So, let’s review CUNY’S STATE of affairs…
In a recently published op-ed in the New York Daily News, NYS Gov. Andrew Cuomo has announced in recent months that his $485 million budget cuts, about 30%, to NYC, though both CUNY and SUNY (State University of New York) students have been slammed with a $300 annual tuition increase.
The City budget that’s being cut would normally go towards these CUNY senior colleges, and that “it wouldn’t cost the city a penny”, as quoted in the Daily News. He basically asked the City to fund these colleges while it’s already funding the largest public school system in the world, totaling over 1,800 pubic elementary, intermediate and high schools.
With this huge cut, as Cuomo is quoting in saying that he and de Blasio would find administrative efficiencies to cover the gap, though not much, if anything at all, has been done since the announcement months ago.
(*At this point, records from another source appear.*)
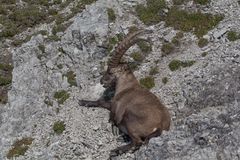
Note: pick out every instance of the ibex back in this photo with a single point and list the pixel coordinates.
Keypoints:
(134, 110)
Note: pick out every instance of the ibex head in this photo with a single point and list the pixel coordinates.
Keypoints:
(115, 68)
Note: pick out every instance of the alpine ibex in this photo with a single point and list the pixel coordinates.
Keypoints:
(134, 110)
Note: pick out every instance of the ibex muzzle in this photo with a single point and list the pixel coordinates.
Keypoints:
(134, 110)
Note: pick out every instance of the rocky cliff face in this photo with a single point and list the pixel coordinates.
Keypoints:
(49, 77)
Not to mention the $240 million that the governor said he was going to come up with to cover pay increases for faculty and staff going back almost six years, who haven’t worked under contract for that time.
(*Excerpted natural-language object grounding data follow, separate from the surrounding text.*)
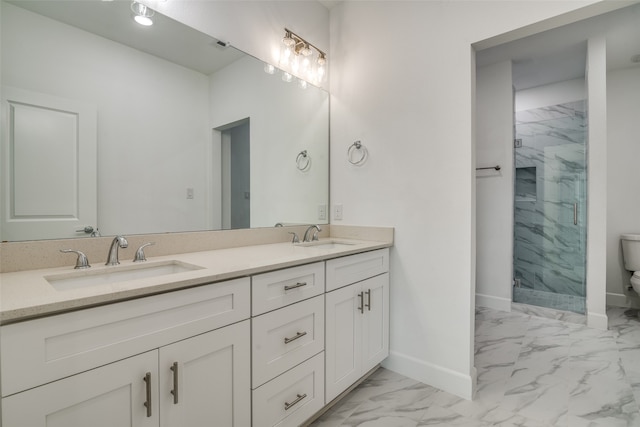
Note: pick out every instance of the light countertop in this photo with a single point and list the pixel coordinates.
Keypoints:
(28, 294)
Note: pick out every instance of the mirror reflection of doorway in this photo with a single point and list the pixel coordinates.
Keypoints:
(236, 182)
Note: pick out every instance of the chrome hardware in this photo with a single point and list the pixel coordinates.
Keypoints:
(174, 369)
(298, 335)
(140, 252)
(299, 397)
(147, 404)
(295, 238)
(357, 147)
(118, 241)
(297, 285)
(303, 161)
(81, 262)
(314, 236)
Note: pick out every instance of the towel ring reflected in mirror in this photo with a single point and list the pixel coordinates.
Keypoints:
(357, 153)
(303, 161)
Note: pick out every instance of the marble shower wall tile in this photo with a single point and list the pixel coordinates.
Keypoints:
(549, 250)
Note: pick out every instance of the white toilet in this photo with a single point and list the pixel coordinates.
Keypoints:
(631, 255)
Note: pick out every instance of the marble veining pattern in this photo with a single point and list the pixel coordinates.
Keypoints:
(549, 249)
(533, 371)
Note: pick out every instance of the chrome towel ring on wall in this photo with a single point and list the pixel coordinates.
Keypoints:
(357, 153)
(303, 161)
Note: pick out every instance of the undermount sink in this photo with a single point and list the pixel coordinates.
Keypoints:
(105, 276)
(327, 244)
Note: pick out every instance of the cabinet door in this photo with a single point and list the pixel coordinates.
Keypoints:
(111, 396)
(375, 326)
(343, 348)
(212, 379)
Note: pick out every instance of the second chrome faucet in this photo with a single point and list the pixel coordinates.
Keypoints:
(118, 242)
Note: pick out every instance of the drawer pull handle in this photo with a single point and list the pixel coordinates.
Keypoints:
(299, 397)
(298, 335)
(174, 369)
(297, 285)
(147, 404)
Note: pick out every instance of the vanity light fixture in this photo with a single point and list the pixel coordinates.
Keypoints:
(297, 58)
(142, 14)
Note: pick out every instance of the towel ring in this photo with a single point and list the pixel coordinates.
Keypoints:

Employees at the City University of New York (CUNY) have been without a contract for over five years, despite the fact that most other state workers have not only settled their contracts but are actually preparing to negotiate the next round of agreements. The major hold up is a demand by Governor Andrew Cuomo that any salary increases for CUNY employees come out of the University’s operating budget – in essence, a major cutback in CUNY funding.
So in the event that these cuts continue, as mentioned by CUNY Chancellor James Milliken to the Legislature, some campuses would have to close entirely. Additionally, in the event that these efficiencies are not found, CUNY students can face a 50% tuition increase, to $9,500 a year, as noted in the Daily Op-Ed.
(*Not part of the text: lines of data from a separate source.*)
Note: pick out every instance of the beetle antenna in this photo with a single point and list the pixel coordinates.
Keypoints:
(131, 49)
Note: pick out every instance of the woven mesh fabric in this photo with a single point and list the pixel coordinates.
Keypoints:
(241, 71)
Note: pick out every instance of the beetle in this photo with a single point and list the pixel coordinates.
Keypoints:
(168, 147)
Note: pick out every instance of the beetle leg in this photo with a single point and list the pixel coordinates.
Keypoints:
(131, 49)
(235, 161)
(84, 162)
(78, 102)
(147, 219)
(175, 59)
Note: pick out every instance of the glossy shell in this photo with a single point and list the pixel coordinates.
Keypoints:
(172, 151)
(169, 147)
-Alex S. Vitale is associate professor of sociology at Brooklyn College and author of City of Disorder: How the Quality of Life Campaign Transformed New York Politics. He is senior policy adviser to the Police Reform Organizing Project and serves on the New York State Advisory Committee to the US Civil Rights Commission. Said: “Perhaps the governor, who like his father was a product of parochial and private schools, fails to appreciate the central importance of CUNY for communities of color and immigrants. CUNY, as much as any other government institution, has been a central force in the building of the middle class and the integration of immigrants into the mainstream of society. It’s time that he treats funding for CUNY as the social justice issue it is, rather than a punching bag in his fight with the mayor”.
We hope Governor Cuomo acts accordingly and supports CUNY, because CUNY supports so many men and women by providing an educational platform in which many would otherwise not be able to have or afford, especially people of color, Hispanics, immigrants and the children of immigrants. CUNY is and has been an educational training ground for many current and future leaders, who by the way are contributing and giving back in many ways to this City and the America. As the largest educational institution in the country, the state and Governor Cuomo should very much support CUNY on the State budget side. It’s the right and smart thing to do.